Keyboard shortcuts

Press or to navigate between chapters

Press S or / to search in the book

Press ? to show this help

Press Esc to hide this help

How to Add RO-Crate Metadata

Store provenance information about simulation input/output data using Research Object Crates (RO-Crate). Torc lets you attach JSON-LD metadata entities to a workflow and export them as a valid ro-crate-metadata.json document.

Automatic Entity Generation

The easiest way to add RO-Crate metadata is to enable automatic generation. Set enable_ro_crate: true in your workflow specification:

name: my_workflow
user: researcher
enable_ro_crate: true

files:
  - name: input_data
    path: data/input.csv  # Must exist on disk when workflow is created

  - name: output_data
    path: data/output.csv  # Will be created by the job

jobs:
  - name: process
    command: python process.py
    input_files: [input_data]
    output_files: [output_data]

Torc automatically detects input vs output files by checking if each file exists on disk when the workflow is created. Files that exist get their modification time recorded.

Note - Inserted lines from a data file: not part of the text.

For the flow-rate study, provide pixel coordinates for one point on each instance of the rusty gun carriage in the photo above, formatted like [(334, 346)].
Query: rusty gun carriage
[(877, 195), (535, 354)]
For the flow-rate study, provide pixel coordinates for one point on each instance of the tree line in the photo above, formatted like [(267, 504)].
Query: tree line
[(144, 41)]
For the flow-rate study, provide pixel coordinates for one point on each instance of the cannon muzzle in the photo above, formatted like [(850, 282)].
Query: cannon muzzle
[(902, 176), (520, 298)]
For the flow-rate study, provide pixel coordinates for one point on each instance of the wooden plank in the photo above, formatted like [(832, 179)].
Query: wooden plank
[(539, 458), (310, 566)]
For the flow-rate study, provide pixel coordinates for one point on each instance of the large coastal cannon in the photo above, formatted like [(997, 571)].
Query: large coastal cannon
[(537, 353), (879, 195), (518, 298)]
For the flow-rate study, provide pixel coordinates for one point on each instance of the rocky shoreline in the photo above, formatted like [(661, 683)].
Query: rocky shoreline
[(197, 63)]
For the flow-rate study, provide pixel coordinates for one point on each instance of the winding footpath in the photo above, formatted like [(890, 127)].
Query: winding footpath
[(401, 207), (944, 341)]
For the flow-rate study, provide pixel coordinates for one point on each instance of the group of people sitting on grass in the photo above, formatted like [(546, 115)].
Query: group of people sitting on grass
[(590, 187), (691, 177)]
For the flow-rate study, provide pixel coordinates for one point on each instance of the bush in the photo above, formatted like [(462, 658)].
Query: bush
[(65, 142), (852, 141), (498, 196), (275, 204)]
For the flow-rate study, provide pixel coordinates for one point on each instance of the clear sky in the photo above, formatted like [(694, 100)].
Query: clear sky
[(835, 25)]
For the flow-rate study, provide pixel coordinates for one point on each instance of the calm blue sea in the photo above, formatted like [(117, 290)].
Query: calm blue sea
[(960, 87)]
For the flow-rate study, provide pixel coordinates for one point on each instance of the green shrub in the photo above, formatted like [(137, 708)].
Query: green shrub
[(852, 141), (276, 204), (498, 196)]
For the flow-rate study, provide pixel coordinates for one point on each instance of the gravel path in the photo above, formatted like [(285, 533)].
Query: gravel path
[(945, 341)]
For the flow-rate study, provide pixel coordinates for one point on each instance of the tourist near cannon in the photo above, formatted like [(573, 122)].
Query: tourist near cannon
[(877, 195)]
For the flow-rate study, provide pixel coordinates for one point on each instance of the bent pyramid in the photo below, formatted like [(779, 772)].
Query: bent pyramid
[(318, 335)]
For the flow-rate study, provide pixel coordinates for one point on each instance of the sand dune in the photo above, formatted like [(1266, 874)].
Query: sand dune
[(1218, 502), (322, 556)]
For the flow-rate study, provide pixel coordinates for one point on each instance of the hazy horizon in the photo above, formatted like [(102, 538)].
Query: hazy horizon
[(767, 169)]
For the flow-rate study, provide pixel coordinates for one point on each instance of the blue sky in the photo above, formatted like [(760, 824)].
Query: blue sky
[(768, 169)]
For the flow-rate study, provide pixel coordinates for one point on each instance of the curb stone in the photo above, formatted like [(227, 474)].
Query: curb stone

When automatic generation is enabled:

  • Input files (files that exist on disk) get File entities created during workflow initialization
  • Output files get File entities with provenance (wasGeneratedBy) created when jobs complete
  • Jobs get CreateAction entities linking to their output files

After running the workflow, export the metadata:

torc ro-crate export 123 -o ro-crate-metadata.json

The exported document includes complete provenance:

{
  "@id": "data/output.csv",
  "@type": "File",
  "name": "output.csv",
  "encodingFormat": "text/csv",
  "wasGeneratedBy": { "@id": "#job-1-attempt-1" }
}

Manual Entity Creation

For additional metadata (external software, custom properties), use manual commands.

Quick Start

# Add an entity describing an output file
torc ro-crate create 123 \
  --entity-id "data/output.parquet" \
  --type File \
  --metadata '{"name": "Simulation Output", "encodingFormat": "application/x-parquet"}'

# Export all entities as an RO-Crate metadata document
torc ro-crate export 123 -o ro-crate-metadata.json

Core Concepts

Each RO-Crate entity has:

FieldDescription
entity_idThe JSON-LD @id (e.g., "data/output.parquet", a URL)
typeThe Schema.org @type (e.g., "File", "Dataset", "SoftwareApplication")
metadataA JSON string containing additional JSON-LD properties
file_idOptional link to a Torc file record

Entities are stored per-workflow. The export command assembles them into a complete RO-Crate document with the required metadata descriptor and root dataset.

Creating Entities

File entity

Describe a single output file:

torc ro-crate create 123 \
  --entity-id "results/summary.csv" \
  --type File \
  --metadata '{"name": "Summary", "encodingFormat": "text/csv"}'

Directory entity (Hive-partitioned data)

For directories with many files (like hive-partitioned Parquet datasets), use the add-dataset command instead of creating entities manually. This automatically computes file count, total size, and an integrity hash:

torc ro-crate add-dataset 123 \
  --name partitioned_table \
  --path data/partitioned_table/ \
  --hash-mode manifest \
  --encoding-format "application/vnd.apache.parquet"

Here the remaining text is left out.